You are licensed to practice in another state, and trying to get licensed in a new state. You may have been practicing for years. But, for some reason, you just can’t seem to pass this Bar.
You are angry at having to take the Exam in the first place. You are an attorney, after all. You are licensed. You have done your time. You shouldn’t be asked to have to take another test. It’s been a while since you were a student and you resent this imposition.
You are also knowledgeable in the real world. You know too much. You think of too many practical issues and get hung up on them. You need to pretend you are back in school. Think BIG issues, and write a complete analysis. This is not shorthand to help you resolve a client’s problem. This is long hand. Give a complete analysis to prove your skills for the grader. “Show the math.”
Also, lay off the jargon unless terms are used in the problem. Don’t use flashy terms to impress the grader; you won’t. Don’t use “heretofore,” “the party of the first part” “said party” or “said issue.” Just write out an IRAC (issue, rule, analysis, conclusion) in short but complete plain English sentences.
- You write illegibly.
If the graders can’t read what you wrote, they won’t. They will not assume you wrote the right things.
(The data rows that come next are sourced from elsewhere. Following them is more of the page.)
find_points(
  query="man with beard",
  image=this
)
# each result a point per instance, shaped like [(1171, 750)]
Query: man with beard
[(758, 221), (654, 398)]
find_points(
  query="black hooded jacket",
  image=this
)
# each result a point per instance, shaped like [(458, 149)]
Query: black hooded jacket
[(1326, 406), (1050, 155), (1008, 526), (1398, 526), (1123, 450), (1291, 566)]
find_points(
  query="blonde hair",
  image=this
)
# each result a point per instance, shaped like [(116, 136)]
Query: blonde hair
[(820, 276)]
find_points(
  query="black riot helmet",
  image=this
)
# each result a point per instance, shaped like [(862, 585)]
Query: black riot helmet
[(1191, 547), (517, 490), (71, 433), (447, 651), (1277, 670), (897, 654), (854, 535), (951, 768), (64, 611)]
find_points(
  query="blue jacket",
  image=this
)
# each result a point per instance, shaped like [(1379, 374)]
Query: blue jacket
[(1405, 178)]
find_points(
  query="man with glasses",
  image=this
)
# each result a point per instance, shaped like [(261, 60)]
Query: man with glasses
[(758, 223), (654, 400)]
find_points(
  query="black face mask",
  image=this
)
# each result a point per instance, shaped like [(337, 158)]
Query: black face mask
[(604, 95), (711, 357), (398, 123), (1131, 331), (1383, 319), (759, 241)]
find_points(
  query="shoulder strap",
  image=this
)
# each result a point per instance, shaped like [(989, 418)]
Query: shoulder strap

They will not give you the benefit of the doubt.
- You don’t manage time well enough.
You didn’t bring a clock with you to the Exam, or you didn’t look at the clock you had. Either way, time ran away without you. You were caught with moments to go and unanswered or barely answered questions. Even one question left unanswered is enough to fail you—especially if it’s a performance test question that is worth a big percentage of your total grade.
Practice, under timed conditions, with a big, easy-to-read clock.
- You are not ready to be a lawyer.
Maybe you went straight from college to law school, and are still a little overwhelmed. You may not even know for sure if you want to be a lawyer, and you are certainly not ready to have someone else’s life or financial future in your hands. This is common, and it is o.k. too. You can solve this issue creatively in a number of different ways without having to fail the Bar to put off the inevitable—for example, decide before the Bar that you will give your yourself some time after you take and pass the Bar Exam before accepting a law job. Don’t commit ahead of time to a job you are not ready to accept.
- You are simply unlucky.
Some people do just have a bad day, family problems, physical accidents or other incidents that occur with the worst of bad timing.
If you are one of these people, just climb back on the saddle, and do it again.